Frequently Asked Questions
Multiple Sclerosis is a medical condition that affects the nerves in the body. It is not a question of being “bad with your nerves”. During an MS attack the myelin sheath, which covers the nerve, becomes inflamed and this disrupts the messages passed along the motor and sensory nerves.
Motor nerves carry messages from the brain to make parts of the body work. Sensory nerves carry messages to the brain to give information. Consequently some parts of the body may not work as efficiently and sensitivities such as touch may be altered.
Not all nerves will be affected by MS. Some, such as the nerves affecting heart and lungs function will not be directly affected. These belong to the “autonomic system”. MS is individual, no two people will be exactly the same. There are different types of MS: benign, relapsing/remitting and progressive.
Who can help?
Professional staff in the Health and Personal Social Services offer a wide range of services. The GP can advise and refer patients to the appropriate specialist or agency. Community Care Teams are made up of professionals from various disciplines. In particular the Social Worker can be a useful contact in providing information about helpful agencies.
For people at home, a list of contact telephone numbers and information on where assistance is available is useful, before a relapse occurs or some other difficulty arises. If in hospital it is normal practice to be given the names and contact numbers of all those referred to, such as physiotherapist or occupational therapist, on discharge.
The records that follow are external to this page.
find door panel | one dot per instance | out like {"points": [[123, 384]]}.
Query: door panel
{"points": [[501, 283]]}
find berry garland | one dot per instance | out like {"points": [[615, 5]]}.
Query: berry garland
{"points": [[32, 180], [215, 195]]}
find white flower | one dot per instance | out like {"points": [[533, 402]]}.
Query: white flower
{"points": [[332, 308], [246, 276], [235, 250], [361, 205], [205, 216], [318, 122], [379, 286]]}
Voluntary organisations can provide various kinds of help from straightforward information to counselling and much more. These include Action MS, Crossroads and Carers Northern Ireland. There is a list of such organisations in the front section of the telephone book and additional information is available at the local library or advice-centre. It is not always possible for families to provide all the help that is needed and both the statutory and voluntary services offer practical assistance of a very high standard.
Professional Staff who can help
- MS Nurses
- Occupational Therapist
- Speech Therapist
- General Practitioner
- Social Worker
- Distric or Community Nurse
- Community Psychiatric Nurse
- Care Assistant & Auxiliary Nurse
- Home Help
The Neurologist is usually involved at the time of the diagnosis of MS. He evaluates the patient’s symptoms, examines him or her and organises tests like lumbar puncture or scans which should show confirmatory evidence of MS and exclude other conditions which might be confused with MS.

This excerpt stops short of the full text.